Doppler/duplex scan was done for all cases. The protocol included assessment of feeding artery from the level of axillary artery, the anastomotic site, draining vein up to the level of subclavian vein, perivascular space to detect presence of any hematoma or seroma outside the lumen, and volume flow, if lower than 600 ml/min indicates a failing AVF. Peak systolic velocity and peak systolic velocity ratio at and before the location of any narrowed areas were assessed. A significant stenosis (≥50% of vein diameter) was suggested if peak systolic velocity was more than or equal to 375 cm/s or peak systolic velocity ratio more than or equal to 3. All procedures took place in the catheterization laboratory under fluoroscopic imaging system under local anesthesia.
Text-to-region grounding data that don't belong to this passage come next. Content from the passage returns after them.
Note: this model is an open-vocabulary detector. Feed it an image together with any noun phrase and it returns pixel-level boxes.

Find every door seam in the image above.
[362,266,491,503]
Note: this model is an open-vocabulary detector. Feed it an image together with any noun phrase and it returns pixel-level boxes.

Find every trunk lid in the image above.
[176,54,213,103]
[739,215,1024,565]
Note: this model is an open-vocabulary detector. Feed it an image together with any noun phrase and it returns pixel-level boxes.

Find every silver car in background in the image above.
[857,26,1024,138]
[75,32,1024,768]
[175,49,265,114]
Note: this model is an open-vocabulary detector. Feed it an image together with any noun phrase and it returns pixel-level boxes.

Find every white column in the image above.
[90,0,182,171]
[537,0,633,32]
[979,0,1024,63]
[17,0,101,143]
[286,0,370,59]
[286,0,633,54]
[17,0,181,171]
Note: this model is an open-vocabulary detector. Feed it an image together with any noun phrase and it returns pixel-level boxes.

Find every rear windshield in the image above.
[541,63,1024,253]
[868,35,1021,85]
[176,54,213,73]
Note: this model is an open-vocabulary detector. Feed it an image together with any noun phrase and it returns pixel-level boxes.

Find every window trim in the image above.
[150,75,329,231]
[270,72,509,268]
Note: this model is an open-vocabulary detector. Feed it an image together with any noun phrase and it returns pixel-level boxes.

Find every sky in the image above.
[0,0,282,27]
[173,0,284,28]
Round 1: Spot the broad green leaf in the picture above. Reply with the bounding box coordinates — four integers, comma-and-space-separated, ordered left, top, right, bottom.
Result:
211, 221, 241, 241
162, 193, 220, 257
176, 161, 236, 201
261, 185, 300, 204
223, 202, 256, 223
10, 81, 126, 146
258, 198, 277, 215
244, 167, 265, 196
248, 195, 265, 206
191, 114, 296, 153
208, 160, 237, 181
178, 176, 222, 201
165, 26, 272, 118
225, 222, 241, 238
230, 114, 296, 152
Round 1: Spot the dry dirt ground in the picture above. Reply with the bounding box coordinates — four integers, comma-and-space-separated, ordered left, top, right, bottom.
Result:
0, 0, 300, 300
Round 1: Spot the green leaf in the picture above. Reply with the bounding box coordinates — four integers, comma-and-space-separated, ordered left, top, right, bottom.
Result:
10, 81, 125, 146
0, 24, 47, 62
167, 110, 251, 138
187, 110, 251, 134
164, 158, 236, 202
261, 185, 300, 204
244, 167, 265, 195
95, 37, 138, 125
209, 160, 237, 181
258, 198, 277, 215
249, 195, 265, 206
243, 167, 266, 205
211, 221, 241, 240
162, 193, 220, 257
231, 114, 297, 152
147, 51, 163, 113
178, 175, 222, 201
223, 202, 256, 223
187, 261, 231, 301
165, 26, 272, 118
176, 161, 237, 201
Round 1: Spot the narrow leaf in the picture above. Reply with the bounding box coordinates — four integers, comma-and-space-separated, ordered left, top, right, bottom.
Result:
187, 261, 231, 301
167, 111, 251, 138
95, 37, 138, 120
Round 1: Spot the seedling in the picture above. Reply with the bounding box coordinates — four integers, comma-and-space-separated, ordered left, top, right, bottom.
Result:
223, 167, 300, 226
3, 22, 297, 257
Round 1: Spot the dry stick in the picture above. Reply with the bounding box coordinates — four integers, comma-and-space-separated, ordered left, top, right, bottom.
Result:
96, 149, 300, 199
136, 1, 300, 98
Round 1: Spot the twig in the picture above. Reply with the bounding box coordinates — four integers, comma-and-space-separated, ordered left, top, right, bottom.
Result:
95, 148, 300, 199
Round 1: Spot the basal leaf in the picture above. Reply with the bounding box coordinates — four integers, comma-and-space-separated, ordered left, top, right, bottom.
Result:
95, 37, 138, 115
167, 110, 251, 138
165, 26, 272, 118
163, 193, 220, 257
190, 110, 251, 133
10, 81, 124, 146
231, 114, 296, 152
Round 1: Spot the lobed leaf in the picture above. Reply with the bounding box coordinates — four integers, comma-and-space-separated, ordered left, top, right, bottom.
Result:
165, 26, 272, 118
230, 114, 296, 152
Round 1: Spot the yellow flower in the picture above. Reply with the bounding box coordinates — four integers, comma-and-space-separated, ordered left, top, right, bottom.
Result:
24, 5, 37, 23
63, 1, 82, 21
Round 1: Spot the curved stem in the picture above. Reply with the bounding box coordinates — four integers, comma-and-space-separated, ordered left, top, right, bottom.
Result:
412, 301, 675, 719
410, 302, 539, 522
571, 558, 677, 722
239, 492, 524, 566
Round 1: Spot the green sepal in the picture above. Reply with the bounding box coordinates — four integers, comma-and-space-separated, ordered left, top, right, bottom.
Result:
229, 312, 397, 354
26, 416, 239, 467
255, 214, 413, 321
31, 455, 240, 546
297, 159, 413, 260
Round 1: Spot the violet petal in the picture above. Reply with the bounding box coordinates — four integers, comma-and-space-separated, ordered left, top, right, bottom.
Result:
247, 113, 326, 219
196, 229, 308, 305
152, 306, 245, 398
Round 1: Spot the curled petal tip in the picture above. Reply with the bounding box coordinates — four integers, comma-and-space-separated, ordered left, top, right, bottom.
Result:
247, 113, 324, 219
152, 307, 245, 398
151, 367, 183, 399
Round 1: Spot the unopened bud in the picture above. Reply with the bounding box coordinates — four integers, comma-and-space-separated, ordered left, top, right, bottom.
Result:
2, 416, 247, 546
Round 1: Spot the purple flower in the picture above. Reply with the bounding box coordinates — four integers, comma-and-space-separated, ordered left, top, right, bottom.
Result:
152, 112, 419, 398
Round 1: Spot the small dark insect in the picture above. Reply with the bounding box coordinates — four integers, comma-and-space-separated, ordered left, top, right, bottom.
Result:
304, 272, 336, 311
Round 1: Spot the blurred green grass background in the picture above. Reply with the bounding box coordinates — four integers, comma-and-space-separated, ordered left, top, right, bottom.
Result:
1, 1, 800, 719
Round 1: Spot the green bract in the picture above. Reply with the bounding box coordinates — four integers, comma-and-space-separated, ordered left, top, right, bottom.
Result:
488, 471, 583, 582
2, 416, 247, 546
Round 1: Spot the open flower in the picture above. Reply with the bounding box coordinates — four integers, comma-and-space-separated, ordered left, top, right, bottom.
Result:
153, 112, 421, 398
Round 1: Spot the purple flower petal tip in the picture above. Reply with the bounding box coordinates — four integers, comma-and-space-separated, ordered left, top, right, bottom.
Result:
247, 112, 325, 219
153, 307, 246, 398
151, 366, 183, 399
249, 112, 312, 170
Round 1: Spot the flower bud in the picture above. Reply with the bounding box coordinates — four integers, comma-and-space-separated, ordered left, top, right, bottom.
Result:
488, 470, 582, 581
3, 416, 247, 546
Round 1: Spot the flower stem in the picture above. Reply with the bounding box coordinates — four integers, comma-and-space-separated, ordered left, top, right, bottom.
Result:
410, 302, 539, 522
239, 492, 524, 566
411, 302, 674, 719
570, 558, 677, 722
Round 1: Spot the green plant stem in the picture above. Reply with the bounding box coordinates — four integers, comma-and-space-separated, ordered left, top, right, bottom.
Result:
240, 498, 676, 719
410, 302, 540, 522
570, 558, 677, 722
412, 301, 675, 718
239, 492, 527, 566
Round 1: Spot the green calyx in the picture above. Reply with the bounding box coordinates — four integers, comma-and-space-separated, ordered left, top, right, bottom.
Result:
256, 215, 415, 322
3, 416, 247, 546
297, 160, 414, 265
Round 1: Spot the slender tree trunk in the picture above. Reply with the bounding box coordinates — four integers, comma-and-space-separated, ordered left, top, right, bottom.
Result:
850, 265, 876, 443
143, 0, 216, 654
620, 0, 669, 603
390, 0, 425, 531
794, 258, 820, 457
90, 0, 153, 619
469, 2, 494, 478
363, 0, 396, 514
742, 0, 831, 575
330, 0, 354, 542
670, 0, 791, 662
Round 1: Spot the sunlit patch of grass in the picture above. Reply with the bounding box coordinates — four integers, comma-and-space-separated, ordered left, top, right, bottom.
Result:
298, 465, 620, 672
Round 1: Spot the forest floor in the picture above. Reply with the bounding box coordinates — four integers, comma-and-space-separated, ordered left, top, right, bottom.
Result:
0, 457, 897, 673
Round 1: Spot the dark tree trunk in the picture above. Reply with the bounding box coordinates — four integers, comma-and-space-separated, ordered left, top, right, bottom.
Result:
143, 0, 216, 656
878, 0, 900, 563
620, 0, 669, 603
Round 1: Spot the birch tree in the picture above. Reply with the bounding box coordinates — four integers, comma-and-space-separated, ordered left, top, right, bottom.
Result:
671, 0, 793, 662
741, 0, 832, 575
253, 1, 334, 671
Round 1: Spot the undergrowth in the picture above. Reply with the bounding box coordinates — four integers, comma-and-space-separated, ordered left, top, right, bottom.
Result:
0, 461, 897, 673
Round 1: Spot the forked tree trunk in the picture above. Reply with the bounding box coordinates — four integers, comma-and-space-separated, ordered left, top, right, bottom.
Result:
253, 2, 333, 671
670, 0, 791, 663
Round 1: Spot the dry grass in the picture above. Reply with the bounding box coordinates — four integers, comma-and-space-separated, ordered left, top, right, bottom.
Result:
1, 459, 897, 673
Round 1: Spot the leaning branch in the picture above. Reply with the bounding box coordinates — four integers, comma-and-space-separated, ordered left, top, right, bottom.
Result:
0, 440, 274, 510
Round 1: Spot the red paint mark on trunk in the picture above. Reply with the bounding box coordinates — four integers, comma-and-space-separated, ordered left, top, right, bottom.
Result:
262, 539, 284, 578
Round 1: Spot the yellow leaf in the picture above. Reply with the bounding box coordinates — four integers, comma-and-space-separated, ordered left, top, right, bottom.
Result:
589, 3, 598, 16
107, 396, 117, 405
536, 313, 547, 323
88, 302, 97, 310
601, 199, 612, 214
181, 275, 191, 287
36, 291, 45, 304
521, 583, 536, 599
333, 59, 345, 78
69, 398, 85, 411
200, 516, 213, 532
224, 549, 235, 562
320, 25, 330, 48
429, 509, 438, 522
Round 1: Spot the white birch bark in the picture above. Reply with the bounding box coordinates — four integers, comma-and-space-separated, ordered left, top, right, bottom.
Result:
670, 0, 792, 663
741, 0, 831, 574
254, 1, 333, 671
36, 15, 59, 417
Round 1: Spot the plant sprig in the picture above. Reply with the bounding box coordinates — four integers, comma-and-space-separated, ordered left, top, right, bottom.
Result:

Access options included the following: (a) percutaneous radial artery was used in most cases when Allen test was normal. However, open surgical exposure of radial artery was needed when measured less than 2 mm in diameter. (b) Transvenous access (through venous limb of the AVF) was used in case that the venous outflow was patent distal to the anastomosis, especially if there was a limitation to access the radial artery, and (c) transbrachial access was less frequently used [Figure 1].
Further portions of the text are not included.